Location
- Royal Road, La Paix Piton Mauritius
- Coordinates: 20°05′54″S 57°37′59″E﻿ / ﻿20.098215°S 57.633103°E

Information
- School type: Secondary School
- Motto: Scientia Salus Est (knowledge opens all the doors)
- Founded: 29 May 2002
- School district: Riviere Du Rempart District
- Authority: Ministry of education, Mauritius
- Category: Education
- Rector: Mr. S. Dhunookdharee
- Gender: Boys
- Average class size: 35 Students
- Classes offered: Form 1 Form 2 Form 3 Form 4 & 5 (SC) Lower 6 and Upper 6 (HSC)
- Schedule: 08:00-14:30
- Classrooms: 36 normal classes 11 science laboratories 2 IT laboratories 4 DT workshops />4 Food & textile classrooms
- Colours: White and Black
- Nickname: PSC

= Piton State College =

Mauritian Governmental College

Piton State College (PSC) is a state secondary school based in Piton, Mauritius. Students are prepared for the School Certificate and the Higher School Certificate that are carried out through the Cambridge International Examinations(CIE).
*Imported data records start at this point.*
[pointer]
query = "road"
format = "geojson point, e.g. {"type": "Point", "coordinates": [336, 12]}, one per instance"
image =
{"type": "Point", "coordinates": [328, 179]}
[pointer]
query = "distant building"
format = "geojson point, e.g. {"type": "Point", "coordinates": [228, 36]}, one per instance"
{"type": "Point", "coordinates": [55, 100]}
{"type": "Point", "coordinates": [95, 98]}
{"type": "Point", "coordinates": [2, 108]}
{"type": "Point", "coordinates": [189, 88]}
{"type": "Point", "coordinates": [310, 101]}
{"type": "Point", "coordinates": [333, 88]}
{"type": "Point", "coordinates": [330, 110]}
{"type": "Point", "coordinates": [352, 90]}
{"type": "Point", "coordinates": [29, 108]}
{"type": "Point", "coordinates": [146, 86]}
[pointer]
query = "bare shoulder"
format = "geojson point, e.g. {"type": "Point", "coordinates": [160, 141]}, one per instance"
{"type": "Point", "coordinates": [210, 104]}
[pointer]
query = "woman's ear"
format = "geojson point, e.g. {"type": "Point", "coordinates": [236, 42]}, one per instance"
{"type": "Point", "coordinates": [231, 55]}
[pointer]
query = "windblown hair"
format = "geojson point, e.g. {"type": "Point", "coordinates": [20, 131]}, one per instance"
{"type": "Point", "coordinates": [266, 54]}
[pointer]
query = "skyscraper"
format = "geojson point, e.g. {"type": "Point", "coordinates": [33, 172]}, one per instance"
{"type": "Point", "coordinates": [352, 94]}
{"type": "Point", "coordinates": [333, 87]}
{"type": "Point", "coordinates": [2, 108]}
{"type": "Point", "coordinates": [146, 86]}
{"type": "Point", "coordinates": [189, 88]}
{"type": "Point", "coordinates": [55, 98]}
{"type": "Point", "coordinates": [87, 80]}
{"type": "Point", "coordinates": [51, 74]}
Piton State College is owned and controlled by the Government of Mauritius through the Ministry of Education of Mauritius.

==History==
The Foundation Stone was laid on 29 May 2002 and the inauguration was done on 7 November 2003. The school was given the name Piton Form VI College (Boys) on 29 May 2002 and was renamed Piton State College on 7 November 2003. In January 2006, as a result of a policy decision of the Government, the school started admitting pupils from form I -VI. The school population is around 863 students, number of teaching staff is 53 and number of non-teaching staff is 17. Leckraj Sharma Hurbhookun became the first laureate in 2019.